When Kellyanne Conway weighed in on the Alabama Senate race while defending Roy Moore, she might have broken the law. That’s per former ethics chief Walter Schaub, who went so far as to file an official complaint against Conway for violating the Hatch Act. The Hatch Act, which has been in place since the 1930s, is designed to prevent political coercion and forbids certain members of government — including most federal employees in the executive branch — from participating in political campaigns while they are on the clock. Conway may have run afoul of that protocol when she criticized Roy Moore’s opponent, Doug Jones, while appearing as an official White House representative on Fox News.
Schaub tweeted on Tuesday that he believes Conway’s commentary on Fox, delivered from the White House grounds, was “at least as clear a violation of 5 U.S.C. § 7323(a)(1) as OSC identified with regard to Castro.” That refers to a U.S. code that prohibits a federal employee from using “official authority or influence for the purpose of interfering with or affecting the result of an election” The bit about Castro references Julian Castro, the former Housing and Urban Development Secretary who in 2016 was found in violation of the Hatch Act because he advocated for then-candidate Hillary Clinton.

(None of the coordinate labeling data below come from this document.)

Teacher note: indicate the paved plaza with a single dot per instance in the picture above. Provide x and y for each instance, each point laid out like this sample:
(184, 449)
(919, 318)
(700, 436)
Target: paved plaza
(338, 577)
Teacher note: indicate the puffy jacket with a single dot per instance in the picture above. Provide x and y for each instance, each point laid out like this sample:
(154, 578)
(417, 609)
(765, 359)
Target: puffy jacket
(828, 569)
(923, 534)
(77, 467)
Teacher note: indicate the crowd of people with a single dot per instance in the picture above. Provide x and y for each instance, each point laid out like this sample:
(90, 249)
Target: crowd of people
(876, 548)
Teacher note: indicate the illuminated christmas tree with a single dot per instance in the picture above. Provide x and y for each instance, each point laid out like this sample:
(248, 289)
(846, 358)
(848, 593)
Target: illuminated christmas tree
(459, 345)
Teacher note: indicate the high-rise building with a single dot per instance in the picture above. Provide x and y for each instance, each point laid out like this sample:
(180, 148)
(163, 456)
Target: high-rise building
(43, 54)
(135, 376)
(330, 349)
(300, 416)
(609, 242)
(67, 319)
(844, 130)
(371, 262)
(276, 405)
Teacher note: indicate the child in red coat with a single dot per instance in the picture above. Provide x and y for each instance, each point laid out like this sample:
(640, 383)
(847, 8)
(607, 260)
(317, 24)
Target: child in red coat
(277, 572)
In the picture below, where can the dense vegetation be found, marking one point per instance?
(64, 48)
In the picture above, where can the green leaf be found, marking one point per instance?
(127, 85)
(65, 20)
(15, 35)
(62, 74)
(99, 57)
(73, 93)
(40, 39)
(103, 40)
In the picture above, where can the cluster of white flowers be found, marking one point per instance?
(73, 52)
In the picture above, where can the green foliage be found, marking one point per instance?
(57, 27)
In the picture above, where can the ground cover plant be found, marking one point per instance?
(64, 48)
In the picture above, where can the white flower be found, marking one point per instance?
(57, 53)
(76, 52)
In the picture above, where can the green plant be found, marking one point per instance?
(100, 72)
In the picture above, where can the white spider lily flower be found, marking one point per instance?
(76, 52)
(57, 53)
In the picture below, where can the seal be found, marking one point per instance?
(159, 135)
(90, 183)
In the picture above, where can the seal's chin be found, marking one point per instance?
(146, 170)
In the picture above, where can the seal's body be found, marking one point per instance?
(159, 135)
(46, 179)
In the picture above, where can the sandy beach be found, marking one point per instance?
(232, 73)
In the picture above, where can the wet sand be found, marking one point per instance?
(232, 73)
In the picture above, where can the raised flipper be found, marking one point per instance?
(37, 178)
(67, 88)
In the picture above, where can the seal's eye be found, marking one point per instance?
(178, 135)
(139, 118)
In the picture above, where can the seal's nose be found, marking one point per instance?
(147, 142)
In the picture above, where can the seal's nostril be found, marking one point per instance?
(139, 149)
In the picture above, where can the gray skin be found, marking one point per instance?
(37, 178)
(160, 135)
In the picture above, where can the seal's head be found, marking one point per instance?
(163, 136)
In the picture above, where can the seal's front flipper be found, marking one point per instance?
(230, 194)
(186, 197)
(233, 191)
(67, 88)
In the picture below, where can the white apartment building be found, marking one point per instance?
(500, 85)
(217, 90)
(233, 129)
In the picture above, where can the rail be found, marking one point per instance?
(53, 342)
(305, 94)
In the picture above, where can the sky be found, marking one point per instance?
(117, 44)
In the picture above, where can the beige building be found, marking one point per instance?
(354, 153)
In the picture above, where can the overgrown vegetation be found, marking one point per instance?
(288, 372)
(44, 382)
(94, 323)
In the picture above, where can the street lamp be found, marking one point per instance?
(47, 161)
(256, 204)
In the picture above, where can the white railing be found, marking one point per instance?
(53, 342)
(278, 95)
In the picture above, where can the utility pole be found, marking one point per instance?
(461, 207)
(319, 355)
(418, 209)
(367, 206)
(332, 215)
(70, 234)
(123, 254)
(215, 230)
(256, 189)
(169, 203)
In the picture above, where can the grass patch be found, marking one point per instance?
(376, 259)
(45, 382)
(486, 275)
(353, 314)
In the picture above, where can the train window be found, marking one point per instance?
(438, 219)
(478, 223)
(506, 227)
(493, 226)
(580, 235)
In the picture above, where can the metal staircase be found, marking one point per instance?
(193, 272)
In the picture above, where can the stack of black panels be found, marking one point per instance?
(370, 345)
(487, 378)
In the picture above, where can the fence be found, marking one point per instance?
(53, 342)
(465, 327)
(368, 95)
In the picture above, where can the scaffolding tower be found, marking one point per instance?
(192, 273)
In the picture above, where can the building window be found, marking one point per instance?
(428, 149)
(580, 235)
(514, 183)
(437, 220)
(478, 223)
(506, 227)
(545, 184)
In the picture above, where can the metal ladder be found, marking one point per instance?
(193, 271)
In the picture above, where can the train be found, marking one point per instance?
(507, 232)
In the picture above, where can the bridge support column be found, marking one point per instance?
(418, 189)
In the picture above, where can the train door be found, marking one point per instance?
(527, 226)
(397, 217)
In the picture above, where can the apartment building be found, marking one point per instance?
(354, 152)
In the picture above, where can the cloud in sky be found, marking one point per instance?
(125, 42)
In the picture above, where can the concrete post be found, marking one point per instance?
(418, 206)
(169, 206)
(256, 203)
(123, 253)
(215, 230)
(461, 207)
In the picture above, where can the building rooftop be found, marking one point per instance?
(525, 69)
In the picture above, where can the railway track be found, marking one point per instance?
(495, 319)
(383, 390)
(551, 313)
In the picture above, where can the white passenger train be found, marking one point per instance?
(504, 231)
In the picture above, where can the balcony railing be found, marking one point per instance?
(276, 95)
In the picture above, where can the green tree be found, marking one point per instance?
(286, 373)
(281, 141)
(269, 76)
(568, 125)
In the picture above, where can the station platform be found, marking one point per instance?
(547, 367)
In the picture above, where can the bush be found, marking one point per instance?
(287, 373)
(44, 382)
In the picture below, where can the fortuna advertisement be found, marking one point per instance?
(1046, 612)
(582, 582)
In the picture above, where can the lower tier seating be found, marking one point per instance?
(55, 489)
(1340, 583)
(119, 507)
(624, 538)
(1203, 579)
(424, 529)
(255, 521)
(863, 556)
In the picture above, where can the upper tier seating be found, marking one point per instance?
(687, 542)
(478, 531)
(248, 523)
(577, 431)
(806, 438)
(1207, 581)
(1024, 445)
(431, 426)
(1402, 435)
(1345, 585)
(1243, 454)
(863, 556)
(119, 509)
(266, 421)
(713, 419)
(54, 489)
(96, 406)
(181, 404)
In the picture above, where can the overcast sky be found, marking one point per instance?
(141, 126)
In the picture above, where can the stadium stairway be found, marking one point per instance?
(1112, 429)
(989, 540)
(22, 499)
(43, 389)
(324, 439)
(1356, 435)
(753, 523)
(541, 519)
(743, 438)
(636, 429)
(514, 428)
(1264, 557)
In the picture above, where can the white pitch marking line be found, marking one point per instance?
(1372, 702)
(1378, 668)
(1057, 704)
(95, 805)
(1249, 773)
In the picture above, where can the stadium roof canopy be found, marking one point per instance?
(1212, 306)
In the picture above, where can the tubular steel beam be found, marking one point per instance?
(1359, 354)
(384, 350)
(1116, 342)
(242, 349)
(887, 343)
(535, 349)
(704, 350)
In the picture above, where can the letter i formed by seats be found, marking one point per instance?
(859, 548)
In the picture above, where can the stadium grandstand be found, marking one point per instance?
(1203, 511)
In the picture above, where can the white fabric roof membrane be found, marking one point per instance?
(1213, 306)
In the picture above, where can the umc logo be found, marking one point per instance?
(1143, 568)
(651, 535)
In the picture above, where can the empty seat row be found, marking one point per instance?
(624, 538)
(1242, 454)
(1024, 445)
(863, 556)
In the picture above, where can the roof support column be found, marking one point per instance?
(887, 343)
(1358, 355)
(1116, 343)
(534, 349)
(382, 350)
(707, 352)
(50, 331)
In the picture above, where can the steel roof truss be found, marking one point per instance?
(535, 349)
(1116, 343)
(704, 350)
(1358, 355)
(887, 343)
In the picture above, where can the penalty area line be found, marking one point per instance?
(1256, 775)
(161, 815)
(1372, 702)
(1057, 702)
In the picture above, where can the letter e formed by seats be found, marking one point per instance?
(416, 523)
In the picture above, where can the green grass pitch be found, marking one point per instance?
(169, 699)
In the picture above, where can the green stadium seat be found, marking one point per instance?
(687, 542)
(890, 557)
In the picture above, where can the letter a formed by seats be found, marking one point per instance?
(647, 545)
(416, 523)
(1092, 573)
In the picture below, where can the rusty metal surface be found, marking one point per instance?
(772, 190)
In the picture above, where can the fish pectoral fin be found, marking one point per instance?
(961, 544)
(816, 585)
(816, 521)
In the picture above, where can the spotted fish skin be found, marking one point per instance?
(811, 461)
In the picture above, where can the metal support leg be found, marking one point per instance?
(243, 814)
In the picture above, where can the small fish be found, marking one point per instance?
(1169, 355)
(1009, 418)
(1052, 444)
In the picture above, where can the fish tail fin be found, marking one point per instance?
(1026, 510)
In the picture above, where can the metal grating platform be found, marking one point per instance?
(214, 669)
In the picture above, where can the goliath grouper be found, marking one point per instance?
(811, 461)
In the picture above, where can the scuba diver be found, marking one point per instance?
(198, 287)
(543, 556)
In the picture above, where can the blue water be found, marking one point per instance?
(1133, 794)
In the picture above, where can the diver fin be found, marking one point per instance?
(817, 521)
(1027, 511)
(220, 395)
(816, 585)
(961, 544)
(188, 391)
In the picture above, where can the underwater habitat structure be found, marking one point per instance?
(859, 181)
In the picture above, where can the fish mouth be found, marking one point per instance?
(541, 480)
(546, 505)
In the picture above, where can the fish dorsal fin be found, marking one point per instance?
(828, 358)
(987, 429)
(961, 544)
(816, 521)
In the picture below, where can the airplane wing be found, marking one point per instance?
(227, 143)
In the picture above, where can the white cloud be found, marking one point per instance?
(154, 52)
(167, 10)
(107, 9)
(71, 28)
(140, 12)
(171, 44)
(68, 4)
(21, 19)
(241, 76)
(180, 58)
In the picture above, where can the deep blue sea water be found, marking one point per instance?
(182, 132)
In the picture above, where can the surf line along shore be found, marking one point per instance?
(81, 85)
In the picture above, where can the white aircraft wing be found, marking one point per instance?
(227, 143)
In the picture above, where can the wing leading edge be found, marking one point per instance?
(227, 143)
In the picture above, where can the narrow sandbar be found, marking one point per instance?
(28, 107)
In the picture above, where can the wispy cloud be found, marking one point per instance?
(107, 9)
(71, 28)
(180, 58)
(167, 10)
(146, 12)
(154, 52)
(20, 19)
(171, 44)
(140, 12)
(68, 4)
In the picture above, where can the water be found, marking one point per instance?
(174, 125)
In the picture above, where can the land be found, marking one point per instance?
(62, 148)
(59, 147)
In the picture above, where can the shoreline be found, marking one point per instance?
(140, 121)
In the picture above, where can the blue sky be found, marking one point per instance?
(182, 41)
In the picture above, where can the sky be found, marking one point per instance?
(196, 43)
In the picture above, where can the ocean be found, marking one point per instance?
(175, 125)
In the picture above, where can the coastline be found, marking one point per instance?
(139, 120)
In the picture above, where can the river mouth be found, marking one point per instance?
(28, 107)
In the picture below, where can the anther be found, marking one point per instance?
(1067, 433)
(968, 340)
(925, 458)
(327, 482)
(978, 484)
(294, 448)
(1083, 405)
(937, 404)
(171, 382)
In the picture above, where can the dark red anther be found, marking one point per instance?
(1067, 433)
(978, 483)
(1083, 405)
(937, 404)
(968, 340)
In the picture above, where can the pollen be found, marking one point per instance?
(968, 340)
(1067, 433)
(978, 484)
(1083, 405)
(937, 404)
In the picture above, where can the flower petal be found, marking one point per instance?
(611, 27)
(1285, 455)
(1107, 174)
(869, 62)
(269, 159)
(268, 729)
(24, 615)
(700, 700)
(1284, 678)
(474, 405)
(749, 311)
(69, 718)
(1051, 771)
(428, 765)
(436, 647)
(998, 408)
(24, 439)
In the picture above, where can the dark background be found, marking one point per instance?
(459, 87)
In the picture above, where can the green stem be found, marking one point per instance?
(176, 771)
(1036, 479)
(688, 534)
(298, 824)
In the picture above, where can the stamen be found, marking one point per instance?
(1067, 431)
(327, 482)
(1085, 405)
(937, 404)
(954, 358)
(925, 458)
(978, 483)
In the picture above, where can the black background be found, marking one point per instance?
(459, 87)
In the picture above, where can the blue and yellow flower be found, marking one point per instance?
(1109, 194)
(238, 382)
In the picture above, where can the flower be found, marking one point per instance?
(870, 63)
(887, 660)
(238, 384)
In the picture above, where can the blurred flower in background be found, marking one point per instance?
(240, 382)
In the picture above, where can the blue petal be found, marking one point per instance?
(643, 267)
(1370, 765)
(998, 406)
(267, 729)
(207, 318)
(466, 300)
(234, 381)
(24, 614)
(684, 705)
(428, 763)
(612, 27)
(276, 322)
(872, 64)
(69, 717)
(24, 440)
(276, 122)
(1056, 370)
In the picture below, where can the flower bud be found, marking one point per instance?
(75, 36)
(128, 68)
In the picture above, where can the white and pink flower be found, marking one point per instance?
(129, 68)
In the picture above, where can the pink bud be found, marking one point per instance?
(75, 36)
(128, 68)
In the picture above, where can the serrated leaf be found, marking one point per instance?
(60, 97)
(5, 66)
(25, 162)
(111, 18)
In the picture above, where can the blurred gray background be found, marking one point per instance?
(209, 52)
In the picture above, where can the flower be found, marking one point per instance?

Other former ethics chiefs agreed. Obama’s ethics czar, Norm Eisen, called on the Office of Special Counsel to sanction Conway. Former White House ethics lawyer Richard Painter also found Conway’s conduct concerning. He weighed in Tuesday, pointing out that Conway isn’t ignorant of the Hatch Act because she’s violated it before by promoting Ivanka Trump’s shoe line. “For her this is strike two,” he wrote, noting that this is a severe enough offense that she should be hit with President Trump’s signature catch phrase from his reality TV days. Painter tweeted, “presumptive penalty for violation: ‘you’re fired.'”
The Campaign Legal Center are the lawyers Shaub engaged to file the complaint against Conway. It will be the second time Conway has been investigated by the OSC, and the third time the oversight office will have to look into a member of the Trump administration. U.S. Ambassador to the United Nations Nikki Haley got in hot Hatch-related water when she retweeted one of President Trump’s political endorsements in June.